Disposing of wastes generated while painting

Disposing of wastes generated while painting

There are a few generalizations about waste disposal that are universally true. First, it is best for the health of the planet and its inhabitants if the byproducts of our creativity are kept to an absolute minimum and the issue of disposal is avoided entirely. Next, when wastes are produced, the manner of disposal which will have the least negative impact upon the environment should be selected. Finally, the legal requirements for disposal depend upon the nature of the waste produced, where it originates, and who is responsible for it. For example, disposal options will depend in part upon the classification of the waste generator. Wastes generated outside of the household, such as by a small manufacturing business or store, have tighter disposal restrictions. Alternatives will also depend upon how hazardous a waste is, based on reactivity, flammability, toxicity and physical state (solid, liquid, or gas). Most waste is disposed of into either the water, ground, or air. The United States Environmental Protection Agency, state agencies, and local authorities all have regulations affecting such disposal. Questions are best addressed to the local facility first, such as the landfill or water treatment plant.1 Questions about whether or not a material is considered a "hazardous waste" and the best method for its disposal, can also be directed to the manufacturer.

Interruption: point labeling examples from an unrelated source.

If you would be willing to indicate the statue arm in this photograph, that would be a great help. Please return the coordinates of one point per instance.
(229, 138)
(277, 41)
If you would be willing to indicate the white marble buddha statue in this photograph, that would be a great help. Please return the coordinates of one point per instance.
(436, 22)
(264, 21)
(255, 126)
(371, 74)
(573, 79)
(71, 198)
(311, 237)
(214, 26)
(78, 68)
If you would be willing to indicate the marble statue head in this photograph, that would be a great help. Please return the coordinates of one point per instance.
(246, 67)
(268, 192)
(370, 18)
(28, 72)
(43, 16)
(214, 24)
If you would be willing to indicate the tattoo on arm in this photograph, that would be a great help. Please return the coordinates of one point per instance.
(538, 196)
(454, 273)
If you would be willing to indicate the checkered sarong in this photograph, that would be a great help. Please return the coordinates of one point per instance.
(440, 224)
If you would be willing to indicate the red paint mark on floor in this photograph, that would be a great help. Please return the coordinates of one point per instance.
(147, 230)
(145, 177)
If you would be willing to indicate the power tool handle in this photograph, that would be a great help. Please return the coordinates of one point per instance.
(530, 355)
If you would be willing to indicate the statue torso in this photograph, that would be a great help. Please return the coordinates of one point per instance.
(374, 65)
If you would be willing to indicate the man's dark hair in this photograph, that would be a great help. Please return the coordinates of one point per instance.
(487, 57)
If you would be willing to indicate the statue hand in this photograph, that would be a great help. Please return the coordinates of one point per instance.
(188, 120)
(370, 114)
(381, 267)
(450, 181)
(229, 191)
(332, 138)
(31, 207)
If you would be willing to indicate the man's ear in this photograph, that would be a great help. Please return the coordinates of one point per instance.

  1. Even with water-based products, it is best to discard a solid instead of washing everything down the drain. Also, liquid paint should not be taken to a landfill. If allowed to dry, film-forming paints such as acrylics lock pigments in place and help prevent them from moving around in the groundwater. Allow residual paints and mediums to dry in the container. Dispose of as is, or remove the subsequent paint skin, leaving a fairly clean container. GOLDEN Acrylics are packaged in HDPE plastic, which can then be reused or recycled in many areas.
  2. Small amounts of solvent-based products, like GOLDEN MSA Varnish, can usually be allowed to evaporate.
    After complete drying, the container can be disposed of in a regular landfill. Significant amounts of these products are considered hazardous wastes and should be taken to a local Hazardous Waste Collection Center. Be careful, some of these limit their service to households and exclude small businesses. An expensive hazardous waste disposal service must then be utilized. In addition to solvent-based products, other art materials which are hazardous when disposed of include etching acids, pressurized aerosol cans, and certain highly toxic pigments. It is best to avoid disposal of these by purchasing only what will be entirely used.
  3. Before using water to clean palettes, brushes, containers and other tools, wipe them with a paper towel and allow it to dry before disposal. This makes the wash water stay cleaner longer and keeps paint solids from going down the drain.
  4. Solids in washwater can be further minimized by removing them with a simple treatment process.
    See Removing Water-Based Paint Solids From Rinse Water for the treatment process.


  1. Purchase products in the optimal container size.
    Buying too small results in more packaging wastes. Buy too much, and you risk having more than can be used or having the product fail during storage.
  2. Use work practices that minimize wasted paint.
    For acrylics, try a moisturizing palette and keep the paint covered as much as possible.
  3. Store products to maximize shelf life.
    Avoid extremes of temperature, especially freeze-thaw cycles. Make sure lids are kept tight. Clean dried paint from the threads of jars and lids before closing to help get a better seal.
  4. If products are still usable, but just aren't needed, give them to someone who can use them.
    If properly labeled and nontoxic, many nonprofit organizations with art and craft programs would appreciate a donation of materials.
  5. Recycle old acrylic paintings.
    Apply a new gesso ground and use them for studies. They are also useful for practicing varnishing techniques and preevaluating the inevitable visual effect a varnish will impart.

1 For an overview of waste disposal regulations, send self-addressed, stamped envelope for Waste Management and Disposal for Artists and Schools, from the Center for Safety in the Arts at NYFA,155 Avenue of the Americas, 14th Floor, NY, NY 10013.